Sendo ela a Palavra de Deus, o  Criador não permitiria que ela permanecesse inacessivel para sempre. Por seculos o clero confinou a Bíblia a um grupo restrito de teólogos que a conservaram sob sete chaves. Isso mesmo depois de existirem varias traduções. Os mil duzentos e sessenta anos de perseguição papal findaram e, desde então, a Biblia se tornou o livro mais lido no mundo.

A relação da Biblia com a história é tão singular que ela conta a história de si mesma.

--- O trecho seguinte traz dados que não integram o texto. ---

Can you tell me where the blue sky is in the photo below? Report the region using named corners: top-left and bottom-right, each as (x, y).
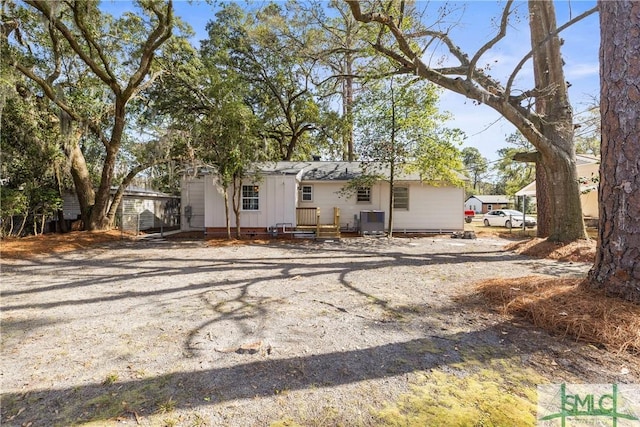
top-left (102, 0), bottom-right (600, 161)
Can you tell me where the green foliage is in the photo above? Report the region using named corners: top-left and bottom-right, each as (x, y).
top-left (356, 77), bottom-right (463, 185)
top-left (377, 360), bottom-right (544, 427)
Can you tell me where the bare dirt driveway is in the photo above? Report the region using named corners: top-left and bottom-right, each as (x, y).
top-left (0, 237), bottom-right (640, 426)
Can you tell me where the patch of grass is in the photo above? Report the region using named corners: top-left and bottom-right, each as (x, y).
top-left (375, 359), bottom-right (546, 426)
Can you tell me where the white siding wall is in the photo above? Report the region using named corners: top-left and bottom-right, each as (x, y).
top-left (298, 182), bottom-right (380, 228)
top-left (180, 177), bottom-right (205, 231)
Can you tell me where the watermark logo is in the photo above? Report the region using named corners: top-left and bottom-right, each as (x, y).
top-left (537, 384), bottom-right (640, 427)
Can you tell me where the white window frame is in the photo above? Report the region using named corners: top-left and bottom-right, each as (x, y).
top-left (300, 185), bottom-right (313, 202)
top-left (240, 184), bottom-right (260, 212)
top-left (393, 185), bottom-right (409, 211)
top-left (356, 187), bottom-right (371, 203)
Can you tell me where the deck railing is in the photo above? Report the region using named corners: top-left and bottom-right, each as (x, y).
top-left (296, 208), bottom-right (320, 226)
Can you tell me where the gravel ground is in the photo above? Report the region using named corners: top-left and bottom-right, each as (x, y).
top-left (1, 237), bottom-right (640, 426)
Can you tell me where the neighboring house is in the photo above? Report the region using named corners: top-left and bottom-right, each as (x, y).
top-left (181, 161), bottom-right (464, 236)
top-left (516, 154), bottom-right (600, 218)
top-left (464, 195), bottom-right (513, 214)
top-left (62, 187), bottom-right (180, 232)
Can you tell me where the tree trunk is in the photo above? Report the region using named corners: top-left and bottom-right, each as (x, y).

Domingo                         

           

Jó está desesperado. Nos capitulos de 29 a 31 o patriarca  relembra os dias de prosperidade e suspia: “Quando o Todo Poderoso ainda estava comigo” (Jó 29:5). Neste momento surge um quarto amigo de Jó Eliú que, em suas incriminações, parece jogar a última pá de cal nas esperanças de Jó. Irritado ele acusa não apenas Jó, mas também os seus tres amigos. Em sua explanação de cinco capitulos Eliú faz treze perguntas a Jó, exaltando o poder criador e mantenedor de Deus. Logo depois Deus Se manifesta a Jó e faz vinte e quatro perguntas parecidas com as formuladas por Eliú. Os quatro amigos de Jó falaram, falaram e só lhe aumentaram as dúvidas e o desespero. Mas quando Deus falou Jó suspirou: “Na verdade falei do que não entendia.” Quando o Senhor fala é diferente.

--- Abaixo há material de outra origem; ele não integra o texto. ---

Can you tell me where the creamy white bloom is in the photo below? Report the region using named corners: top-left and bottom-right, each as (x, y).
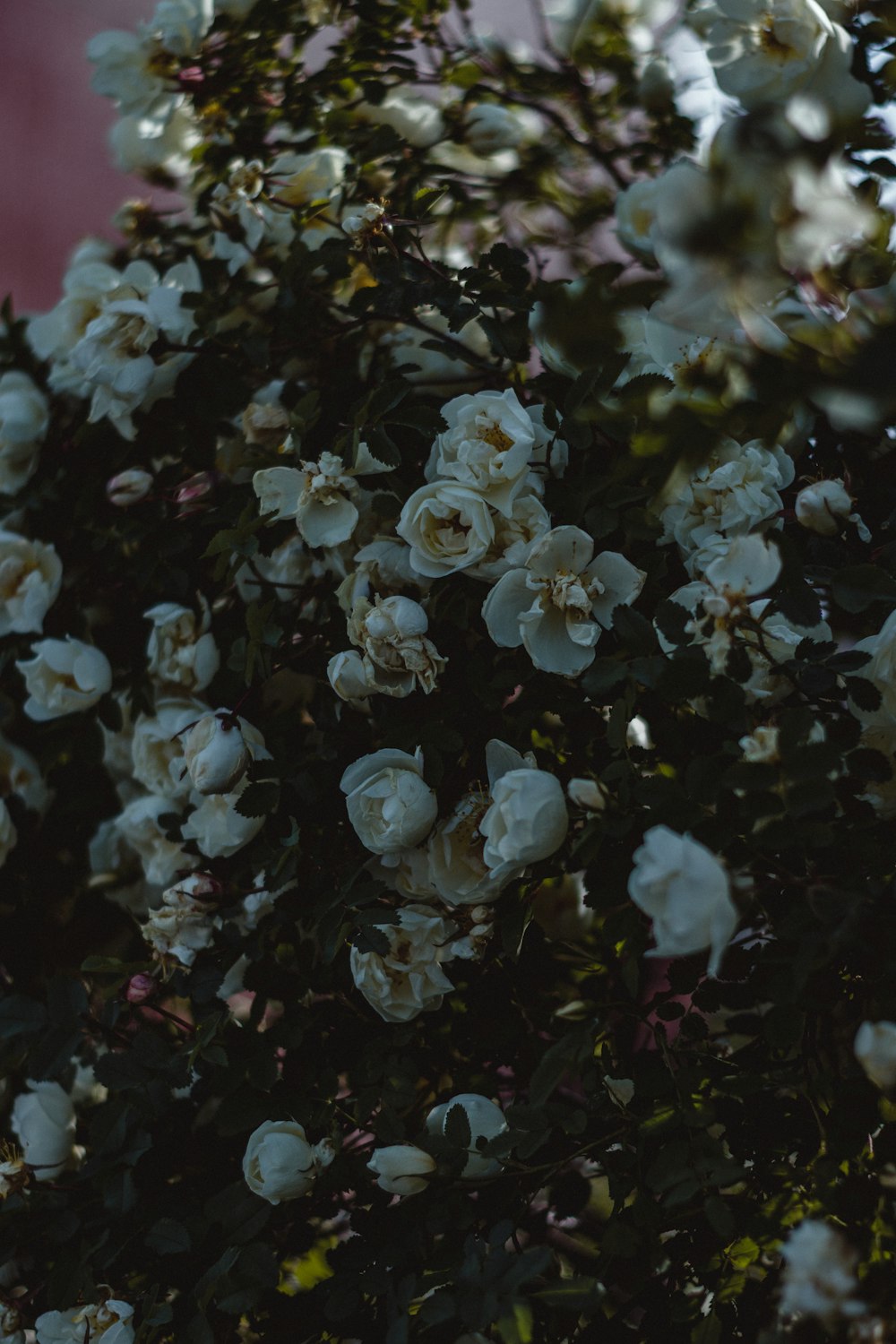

Na Bíblia Deus fala de Seu poder criador, mantenedor, redentor e restaurador.  A Palavra de Deus dá um basta nas especulações sobre a origem e destino do mundo. Quando estivermos na Nova Terra as coisas de agora serão história. Uma história triste, mas com final feliz.

Segunda

Quando eu era criança uma senhora desapareceu nas margens de um rio. Ninguém queria imaginar o pior. Enquanto mergulhadores se revezavam por cinco dias na procura dela ou do corpo, um senhor visinho nosso, afirmava que ela não havia morrido. Ele dizia que, em sonho, a viu com vida naquela região. Quando o corpo foi encontrado, papai procurou aquele homem mas, envergonhado, êle desaparaeceu do mapa.

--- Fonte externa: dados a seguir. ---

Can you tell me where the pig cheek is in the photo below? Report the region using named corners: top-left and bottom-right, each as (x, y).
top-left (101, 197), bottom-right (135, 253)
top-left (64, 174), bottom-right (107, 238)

Sabemos que Deus comunica o oculto e o futuro aos Seus profetas. Mas sempre que o faz usa de critérios especificos que em nada se enquadravam com o viver daquele vidente que muitas vezes recebia as suas falsas revelções sob o uso de bebida alcoólica.

Os verdadeiros profetas são instrumentos de Deus. As profecias condenatórias sempre são precedidas de um termpo de graça. Nunca os juízos de Deus são executados sem que uma sequencia de advertencias sejam ignoradas.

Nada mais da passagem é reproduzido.